客人吃完饭后,饭庄里本就盆朝天碗朝地。
喝光的酒坛子,擦手的热帕子随处乱搭。还有不少筷子掉在地上,掰开筷子当牙签扔饭碗里扔地上的,满哪都是。
紧接着自家人又吃两口走了,屋里更显萧索。
满桌子一边拾掇,一边惦记她老姐。
甭管咋样,他们好孬算对付一口。
却不知道她老姐、田芯和有粮吃没吃口热乎饭。
满桌子自责,刚才只顾赶紧去抱被子,将自家盖的那几铺破被子带上,又抠些干牛粪让路上烧,怕这几个赶车的冻到。

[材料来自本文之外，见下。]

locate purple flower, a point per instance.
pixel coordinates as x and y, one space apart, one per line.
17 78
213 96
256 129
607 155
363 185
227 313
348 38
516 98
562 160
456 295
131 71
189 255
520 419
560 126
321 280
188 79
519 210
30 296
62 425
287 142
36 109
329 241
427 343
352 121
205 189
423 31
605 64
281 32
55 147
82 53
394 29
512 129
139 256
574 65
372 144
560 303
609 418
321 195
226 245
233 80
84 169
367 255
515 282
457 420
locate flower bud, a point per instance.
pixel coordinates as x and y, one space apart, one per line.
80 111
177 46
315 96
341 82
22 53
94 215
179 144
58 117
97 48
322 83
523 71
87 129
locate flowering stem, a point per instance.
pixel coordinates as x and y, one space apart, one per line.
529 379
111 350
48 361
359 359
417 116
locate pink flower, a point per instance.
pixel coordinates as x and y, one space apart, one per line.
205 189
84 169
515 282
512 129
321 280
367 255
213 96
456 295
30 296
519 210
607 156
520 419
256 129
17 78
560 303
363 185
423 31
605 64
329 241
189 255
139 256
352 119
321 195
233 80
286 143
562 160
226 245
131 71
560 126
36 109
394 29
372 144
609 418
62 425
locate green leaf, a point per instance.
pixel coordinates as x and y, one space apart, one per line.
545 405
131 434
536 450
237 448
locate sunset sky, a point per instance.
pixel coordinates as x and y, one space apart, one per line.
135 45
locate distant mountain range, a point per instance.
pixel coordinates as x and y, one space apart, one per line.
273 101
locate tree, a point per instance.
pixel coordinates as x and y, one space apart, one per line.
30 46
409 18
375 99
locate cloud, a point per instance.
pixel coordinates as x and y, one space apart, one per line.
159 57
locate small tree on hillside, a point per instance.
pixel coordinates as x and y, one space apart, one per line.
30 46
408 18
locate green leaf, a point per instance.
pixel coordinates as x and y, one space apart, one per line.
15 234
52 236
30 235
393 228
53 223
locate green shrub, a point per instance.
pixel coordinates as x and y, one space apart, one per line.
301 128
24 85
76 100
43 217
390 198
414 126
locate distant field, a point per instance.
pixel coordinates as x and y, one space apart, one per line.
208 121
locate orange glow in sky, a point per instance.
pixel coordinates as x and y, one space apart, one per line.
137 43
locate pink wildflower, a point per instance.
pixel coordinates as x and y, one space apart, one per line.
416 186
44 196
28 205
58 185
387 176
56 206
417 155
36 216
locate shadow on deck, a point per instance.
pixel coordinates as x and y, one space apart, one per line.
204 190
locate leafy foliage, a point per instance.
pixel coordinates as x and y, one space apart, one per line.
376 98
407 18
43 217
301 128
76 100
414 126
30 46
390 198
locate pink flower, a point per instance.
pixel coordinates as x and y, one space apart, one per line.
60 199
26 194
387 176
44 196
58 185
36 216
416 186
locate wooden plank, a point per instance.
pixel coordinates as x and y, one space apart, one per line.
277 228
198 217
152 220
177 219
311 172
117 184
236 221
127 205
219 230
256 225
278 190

怎么就忘记给装点吃的让有粮捎给老姐,装点现成的炒栗子和地瓜干也行啊。
田芯离开零嘴哪能行。
老姐家那位吉娃娃,只要熬夜嘴里就要嚼点啥。
人家是饿了才会吃两口,田芯是不饿也爱吃两口。
于芹娘忽然端着一口大号空木盆进屋。
美壮更狠,她是直接挑两桶水进来。
这俩人撸袖子想要现场刷碗。
许家饭庄刷盘碗一向是这样。
灶房没有那么多空地方,灶房也要收拾,索性在屋里刷,刷完直接放在桌上晾干。
满桌子急忙接手端住:“你俩一个个都是双身子,尤其是你,小芹,那胎还没坐稳当,我说不能端重物,你咋就不听呢。你俩帮着捡捡桌子扫扫地得了。”
满桌子在刷锅时,向于芹娘打听:“你给有仓他们带多少银钱?我算是做下病了,一听你关叔念叨什么天麻、钩藤、丹参、麝香啥的,我就心突突。”
“今天两面卖饭的银钱全给带去了,拢共四十六两银钱。对了,老姨,那时你家我哥,大致了多少银钱?”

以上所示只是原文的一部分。